More brain damage, more SNTF leaking out. It’s a simple concept, but the implications are huge. Siman states, “It’s an admittedly small study, but it’s the first evidence that a marker could be measured in the bloodstream on the day of a concussion that could distinguish between those individuals who are going to be OK and those who are not.”
Right now, they are the only lab capable of measuring SNTF, but Dr. Siman has patented the test and is in the process of developing it. But even so, there’s still a lot of work to be done. Because the fact is, even if we do diagnose a concussion, we still don’t have any great treatment for it. “Exactly how to rehabilitate someone who has suffered a damaging concussion is something that’s never been defined,” notes Dr. Siman.

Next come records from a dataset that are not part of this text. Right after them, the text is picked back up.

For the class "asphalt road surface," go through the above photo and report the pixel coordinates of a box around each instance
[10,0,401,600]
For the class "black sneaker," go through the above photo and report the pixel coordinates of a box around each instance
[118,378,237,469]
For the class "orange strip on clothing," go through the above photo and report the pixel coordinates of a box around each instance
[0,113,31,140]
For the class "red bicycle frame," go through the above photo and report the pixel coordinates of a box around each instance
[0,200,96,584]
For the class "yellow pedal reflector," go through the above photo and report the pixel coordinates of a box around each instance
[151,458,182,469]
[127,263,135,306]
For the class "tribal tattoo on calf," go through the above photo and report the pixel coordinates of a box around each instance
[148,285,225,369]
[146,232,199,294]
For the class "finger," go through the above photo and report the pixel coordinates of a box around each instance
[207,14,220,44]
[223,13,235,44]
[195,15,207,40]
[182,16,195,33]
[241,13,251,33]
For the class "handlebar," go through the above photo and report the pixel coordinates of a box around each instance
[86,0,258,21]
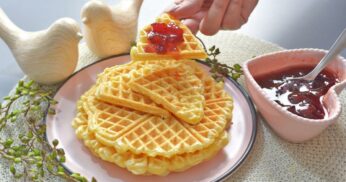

But Siman’s hope is that an objective test like SNTF could help researchers investigate new treatment strategies. So what does this all mean in the big picture? I asked Anthony Kontos, the assistant research director at the UPMC sports concussion center. He emphasized that while their results so far were promising, their sample size is small and more research is needed. Additionally, he noted, “Just like with any disease or any injury, we typically don’t rely on a single test or single blood biomarker. For example for heart disease they do an assay test of multiple markers, and I think that’s where these blood biomarkers will help us out down the road as providing a potential spectrum of information for different subtypes of the injury. And SNTF may fit into one of those subtypes or one particular approach across a larger assay of multiple blood biomarker tests.”
And to be fair, there are ongoing studies looking at other blood markers, as well as better imaging that would allow doctors to actually “see” concussion damage. So regardless of which method ends up on top, the race is certainly on to find a 21st century measure for a 21st century injury.